So what did Gregor Mendel leave us?
Many people forget that Mendel’s "laws of inheritance" predate – by approximately 80 years – the concept of DNA as the basis of genes. And so when I ask this opening question, I sometimes feel like Jay Leno on late-night television, as I tend to get answers that are all over the place, even from sophisticated audiences.
My answer is that he left us the notion that traits (including human diseases) can travel through generations as discrete, inheritable phenomena, and that this travel can fall into recognizable patterns.
Thanks to Mendel’s work, we can interview a patient in our adult genetics clinic tomorrow, generate a pedigree, track a disease through multiple generations in a family, interpret the pedigree as autosomal dominant (or recessive, or x-linked), and then – if we are correct in our interpretation – we can be confident that a single mutated gene is at work in the patient’s family. We do not need to know the name of the gene, and in fact often we do not know the name of the gene.

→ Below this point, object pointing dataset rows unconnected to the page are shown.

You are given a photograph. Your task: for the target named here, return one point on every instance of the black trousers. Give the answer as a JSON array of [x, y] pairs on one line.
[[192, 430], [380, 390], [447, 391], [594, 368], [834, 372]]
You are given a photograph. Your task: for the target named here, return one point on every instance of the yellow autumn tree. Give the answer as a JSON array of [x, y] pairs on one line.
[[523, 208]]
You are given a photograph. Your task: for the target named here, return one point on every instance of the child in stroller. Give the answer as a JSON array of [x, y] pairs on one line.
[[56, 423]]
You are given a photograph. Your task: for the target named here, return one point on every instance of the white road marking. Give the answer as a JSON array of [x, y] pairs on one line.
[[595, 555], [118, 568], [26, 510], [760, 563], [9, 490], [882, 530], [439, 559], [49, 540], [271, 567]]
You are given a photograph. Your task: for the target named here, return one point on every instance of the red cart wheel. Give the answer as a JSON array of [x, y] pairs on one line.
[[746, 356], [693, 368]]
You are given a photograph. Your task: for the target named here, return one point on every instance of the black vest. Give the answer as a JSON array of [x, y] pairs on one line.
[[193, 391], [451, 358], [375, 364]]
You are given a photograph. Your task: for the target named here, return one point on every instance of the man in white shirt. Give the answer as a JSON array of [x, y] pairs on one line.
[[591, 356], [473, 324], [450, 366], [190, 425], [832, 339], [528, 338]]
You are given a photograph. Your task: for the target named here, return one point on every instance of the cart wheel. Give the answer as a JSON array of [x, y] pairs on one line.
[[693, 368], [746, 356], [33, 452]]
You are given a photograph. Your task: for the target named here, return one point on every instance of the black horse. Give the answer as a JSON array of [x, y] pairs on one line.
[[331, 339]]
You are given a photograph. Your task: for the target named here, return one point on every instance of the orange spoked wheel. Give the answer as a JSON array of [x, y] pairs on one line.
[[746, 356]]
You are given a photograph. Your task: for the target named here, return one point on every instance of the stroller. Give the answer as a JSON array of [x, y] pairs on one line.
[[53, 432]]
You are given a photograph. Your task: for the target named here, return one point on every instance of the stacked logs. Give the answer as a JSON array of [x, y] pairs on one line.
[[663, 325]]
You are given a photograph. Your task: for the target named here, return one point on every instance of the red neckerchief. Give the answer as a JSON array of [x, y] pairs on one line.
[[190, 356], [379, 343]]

One estimate is that more than 5,000 distinct, monogenic diseases have been clinically described; however, the gene is known in only about 2,500 diseases to date. In 2007, Jacques S. Beckmann, Ph.D., of the University of Lausanne (Switzerland), and Dr. Stylianos E. Antonarakis of the University of Geneva lamented a decline in the number of new, single-gene diseases (that is, mendelian diseases) that were being described in the literature, compared with the growing number of research reports on the genetic basis of common, complex, and multigenic diseases.
However in 2009, the value of a new tool for linking mendelian diseases to their genes was demonstrated (Nature 2009;461:272-6). This tool is called WES (whole exome sequencing), and the motivation to apply it in this "genomic era" is fairly straightforward. While WGS (whole genome sequencing) gives information on 3 billion letters of DNA sequence and is cost prohibitive and slow, WES gives information on a mere 30 million (1%) letters of DNA sequence and is cheaper and faster, and for the time being is just as likely to yield an answer in a search to link genes and diseases.
Although WES isn’t perfect for finding new disease-gene associations – it identifies new mendelian disease genes in approximately 60% of cases (Eur. J. Hum. Genet. 2012 Jan. 18 [doi:10.1038/ejhg.2011.258]) – it is powerful, and it is currently sparking a bit of a mendelian comeback. When one considers the painstaking work of teams of researchers for over a decade to link the CFTR gene to cystic fibrosis in 1989, it is absolutely remarkable that now, with WES, it is possible to find the gene-disease association in a couple of months, with one or two affected individuals, a few thousand dollars, and some powerful interpretive software programs.
So why should the practicing clinician care about WES and mendelian disease? Because the aggregate burden of mendelian diseases on humans is significant, the role of mendelian diseases in medical progress is unmistakable, and many "common diseases" that you treat have important single-gene forms that you have likely seen in practice.
Recall that the road to the use of statins in many ways started with familial hypercholesterolemia, an autosomal dominant disease. Note that renal failure in African Americans can now frequently be linked to autosomal recessive inheritance of common APOL1 mutations. And check out a paper in the New England Journal of Medicine, which just last month described autosomal dominant mutations in a gene called TTN as a significant cause of "idiopathic" dilated cardiomyopathy (N. Engl. J. Med. 2012;366:619-28).
This July will be Gregor Mendel’s 190th birthday, and although you may not be planning a celebration, you may want to sit back for a minute and recognize the continued power of those long-ago observations about peas that form the basis of the laws of inheritance. Our tools for exploration will change, but those observations will continue to influence the course of modern medicine for the foreseeable future.
Dr. Murray is the clinical chief of genetics at Brigham and Women’s Hospital and an instructor at Harvard Medical School, both in Boston.